There has been a big increase in the number of websites falling victim to the Darkleech attack on Wednesday, with quite a few of them hosted in the UK, said security firm Zscaler.
“The Apache Darkleech attack has been in the news for quite some time now,” said Zscaler’s Krishnan Subramanian. “The first compromise that we identified in our transactions dates back to mid-March. This Darkleech exploit (aka Linux.Cdorked) injects malicious redirections into a website that leads to a Blackhole exploit kit (BEK) landing page.
“We are currently observing a considerable rise in websites being compromised due to this attack. The infected websites redirect to a version of the BEK version 2.”
Subramanian said the complex nature of the attack’s exploit method makes it difficult to know exactly how many sites have been affected, making tracking and combating the threat a difficult task.
“The exploit code targets vulnerabilities in multiple plugins including Adobe PDF and Java when run on IE, causing the attacker to load malicious code in the context of the application.

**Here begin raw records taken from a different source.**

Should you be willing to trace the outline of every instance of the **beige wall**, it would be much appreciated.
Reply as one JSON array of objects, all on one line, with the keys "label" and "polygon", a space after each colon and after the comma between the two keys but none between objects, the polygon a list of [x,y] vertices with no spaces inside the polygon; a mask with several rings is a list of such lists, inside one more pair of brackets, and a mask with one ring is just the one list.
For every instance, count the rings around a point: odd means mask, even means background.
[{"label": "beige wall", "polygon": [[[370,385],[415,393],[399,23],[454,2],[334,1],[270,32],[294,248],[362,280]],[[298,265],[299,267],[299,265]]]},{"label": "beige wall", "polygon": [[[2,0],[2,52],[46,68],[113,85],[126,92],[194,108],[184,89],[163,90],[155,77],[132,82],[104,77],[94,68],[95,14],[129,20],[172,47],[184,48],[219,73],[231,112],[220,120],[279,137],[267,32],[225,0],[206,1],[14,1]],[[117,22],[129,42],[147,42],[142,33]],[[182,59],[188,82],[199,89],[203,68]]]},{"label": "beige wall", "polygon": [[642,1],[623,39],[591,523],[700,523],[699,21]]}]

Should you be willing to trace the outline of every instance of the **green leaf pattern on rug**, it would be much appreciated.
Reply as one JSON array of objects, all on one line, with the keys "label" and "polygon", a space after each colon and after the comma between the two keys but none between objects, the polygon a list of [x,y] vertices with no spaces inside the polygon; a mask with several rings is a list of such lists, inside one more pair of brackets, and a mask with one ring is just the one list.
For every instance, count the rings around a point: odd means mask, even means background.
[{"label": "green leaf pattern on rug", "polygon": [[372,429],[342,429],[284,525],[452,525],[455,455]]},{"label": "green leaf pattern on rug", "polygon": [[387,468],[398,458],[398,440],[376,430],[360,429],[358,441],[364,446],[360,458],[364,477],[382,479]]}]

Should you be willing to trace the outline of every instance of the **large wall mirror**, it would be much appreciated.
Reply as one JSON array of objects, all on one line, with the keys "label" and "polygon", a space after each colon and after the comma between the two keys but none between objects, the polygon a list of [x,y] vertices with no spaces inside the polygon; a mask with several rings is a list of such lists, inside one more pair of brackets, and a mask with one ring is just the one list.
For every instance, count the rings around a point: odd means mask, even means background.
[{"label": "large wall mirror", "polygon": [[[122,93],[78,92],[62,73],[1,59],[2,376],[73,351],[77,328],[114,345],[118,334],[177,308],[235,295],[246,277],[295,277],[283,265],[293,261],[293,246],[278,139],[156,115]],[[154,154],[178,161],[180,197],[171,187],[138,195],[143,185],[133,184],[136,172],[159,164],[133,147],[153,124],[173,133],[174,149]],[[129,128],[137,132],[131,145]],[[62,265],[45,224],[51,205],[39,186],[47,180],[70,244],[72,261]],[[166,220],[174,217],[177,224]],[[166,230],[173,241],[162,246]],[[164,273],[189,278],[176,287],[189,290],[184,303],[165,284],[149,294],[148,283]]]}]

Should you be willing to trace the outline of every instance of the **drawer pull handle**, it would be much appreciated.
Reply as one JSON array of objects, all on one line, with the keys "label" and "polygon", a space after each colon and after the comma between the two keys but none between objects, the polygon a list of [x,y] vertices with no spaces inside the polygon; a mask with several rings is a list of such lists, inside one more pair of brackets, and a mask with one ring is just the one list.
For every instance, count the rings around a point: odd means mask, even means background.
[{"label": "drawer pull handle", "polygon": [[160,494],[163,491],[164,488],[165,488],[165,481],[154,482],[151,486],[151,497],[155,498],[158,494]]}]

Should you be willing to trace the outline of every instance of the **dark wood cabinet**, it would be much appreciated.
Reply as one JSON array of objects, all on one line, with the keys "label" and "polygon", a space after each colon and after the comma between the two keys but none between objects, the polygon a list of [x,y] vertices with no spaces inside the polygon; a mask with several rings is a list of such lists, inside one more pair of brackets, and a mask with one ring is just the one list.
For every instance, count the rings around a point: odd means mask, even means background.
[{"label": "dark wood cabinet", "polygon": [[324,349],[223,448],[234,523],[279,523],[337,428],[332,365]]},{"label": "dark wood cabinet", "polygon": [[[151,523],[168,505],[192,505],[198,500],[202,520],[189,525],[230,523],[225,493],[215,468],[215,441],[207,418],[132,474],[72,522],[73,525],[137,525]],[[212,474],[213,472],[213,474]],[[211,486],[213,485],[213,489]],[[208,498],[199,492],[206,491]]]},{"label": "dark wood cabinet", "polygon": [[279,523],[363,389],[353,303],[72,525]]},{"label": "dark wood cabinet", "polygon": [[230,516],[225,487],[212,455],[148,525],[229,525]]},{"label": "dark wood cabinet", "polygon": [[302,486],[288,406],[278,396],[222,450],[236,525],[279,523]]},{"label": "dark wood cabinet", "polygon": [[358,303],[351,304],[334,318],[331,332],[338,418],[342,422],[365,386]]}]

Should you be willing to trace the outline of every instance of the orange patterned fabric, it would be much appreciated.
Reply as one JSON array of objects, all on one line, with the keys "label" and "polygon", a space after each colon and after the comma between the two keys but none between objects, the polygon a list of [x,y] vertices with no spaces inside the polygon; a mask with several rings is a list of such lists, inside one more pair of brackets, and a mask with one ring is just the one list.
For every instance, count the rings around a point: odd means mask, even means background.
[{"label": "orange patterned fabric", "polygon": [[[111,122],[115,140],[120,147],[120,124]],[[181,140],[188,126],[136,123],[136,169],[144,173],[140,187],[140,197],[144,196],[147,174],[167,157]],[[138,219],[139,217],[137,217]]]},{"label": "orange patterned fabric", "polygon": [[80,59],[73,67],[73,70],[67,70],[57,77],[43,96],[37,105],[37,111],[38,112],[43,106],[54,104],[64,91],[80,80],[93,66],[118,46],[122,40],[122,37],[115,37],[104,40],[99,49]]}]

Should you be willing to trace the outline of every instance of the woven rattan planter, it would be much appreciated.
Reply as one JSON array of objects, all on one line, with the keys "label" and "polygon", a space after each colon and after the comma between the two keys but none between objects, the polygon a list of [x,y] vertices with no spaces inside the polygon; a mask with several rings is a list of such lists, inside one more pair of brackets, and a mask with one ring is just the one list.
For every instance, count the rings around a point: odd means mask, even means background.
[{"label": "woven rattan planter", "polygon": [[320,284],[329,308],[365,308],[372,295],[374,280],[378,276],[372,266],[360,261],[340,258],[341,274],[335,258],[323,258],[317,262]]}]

When deobfuscating the PDF exploit, we can see the final URL used for redirection. However, this URL was not accessible (404 error response) at the time of writing, hence it was not possible to retrieve the malicious binary file,” Subramanian said.
“Upon revisiting some of these compromised websites, it was found that the page was no longer serving the injected code. This provides a clue. The attackers probably choose random sites running the Apache Webservers that are vulnerable to the Darkleech exploit and infect them only for a brief period of time and then clean them up. Hence tracking Darkleech infections can be a challenging task.”
The attack already infected thousands of websites when researchers first uncovered it earlier this year. Subramanian said businesses or website owners worried their site has suffered an infection should contact their Apache server host to ensure they have installed the CVE-2012-1557 security patch to fix the flaw.